For those not working on their boats that night, the Gladstone Yacht Club was the place to be for the evening.  A good percentage of the fleet assembled there for the post-mortem of the first day with the usual 'if only' stories were shared.  Some of those stories were not as I remembered them, but that's what you get over a few beers at a regatta!  The food and company was first class before some of us had to go home to prep for the next day. 



Day two started as a carbon copy of day one.  The same "so is it B-rig do you think?".  After yesterday's lesson about the benefits of changing down early, nearly the entire fleet opted for B-rig for the first race while mumbling that it was really A-rig.  The course had a small wave fetching across the harbour that caused the bigger rigs to 'nod' a bit while the B's just motored through and over it, so it seemed anyway.  The top marks were challenging at least for the visitors where they consistantly underlayed the approach on Starboard, after thinking they had plenty of height.
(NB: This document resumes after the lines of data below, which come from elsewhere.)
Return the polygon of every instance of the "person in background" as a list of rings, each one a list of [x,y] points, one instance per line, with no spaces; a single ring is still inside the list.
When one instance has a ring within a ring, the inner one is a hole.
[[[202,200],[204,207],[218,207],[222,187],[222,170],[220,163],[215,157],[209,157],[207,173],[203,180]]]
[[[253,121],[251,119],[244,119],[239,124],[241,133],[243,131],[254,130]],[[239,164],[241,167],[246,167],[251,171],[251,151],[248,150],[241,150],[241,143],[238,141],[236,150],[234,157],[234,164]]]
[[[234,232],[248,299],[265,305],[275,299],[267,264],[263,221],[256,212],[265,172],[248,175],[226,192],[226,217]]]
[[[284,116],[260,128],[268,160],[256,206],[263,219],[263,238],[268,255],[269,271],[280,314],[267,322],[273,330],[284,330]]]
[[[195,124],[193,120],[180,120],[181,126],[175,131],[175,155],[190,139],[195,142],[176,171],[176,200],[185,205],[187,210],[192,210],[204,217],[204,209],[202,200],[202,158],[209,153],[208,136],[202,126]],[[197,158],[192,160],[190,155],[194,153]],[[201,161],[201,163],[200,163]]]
This encouraged a port approach that produced more than a few 'rafts' of IOMs attempting to round the first mark.  Many suspected a current was at play with the incoming tide.

Doug Allen posted a string of wins early the second day then faded leaving the battle to the top two.  Interestingly, in mid afternoon Jones noticed a something 'a bit odd' about his craft and made an emergency adjustment which saw him post two bullets immediately after.  These things happen with new equipment that was little used this year, and certainly not used at championship level.  However the new found pace Jones found came too late to close the gap to Torpy who in the end beat Jones convincingly after fifteen years of trying.  Next weeks NSW Championship followed by the South Queensland Championship will make for some interesting competition. 

The Gladstone club did a fantastic job of hosting the event that was expertly managed by PRO Trevor Fisher.  David Black supervised the scoring assisted by Glad and Marilyn and Gladstone volunteers.  Lunch was provided both days and the menu and efforts of the volunteers were greatly appreciated by the fleet.

Check out the results for the sad stories of everyone else, except Frank Russell who took the inaugural IOM Masters State Championship and a creditable seventh place overall.

The coming South Queensland event is shaping up to be a big one, with all those who expected to do better in Gladstone, ready to redeem themselves.  The only complication is that it will be a stronger and bigger fleet!  As this story is posted, the South Queensland event has just hit 30 entrants so it looks like it could end up a three-fleet event.  It's gunna be huge!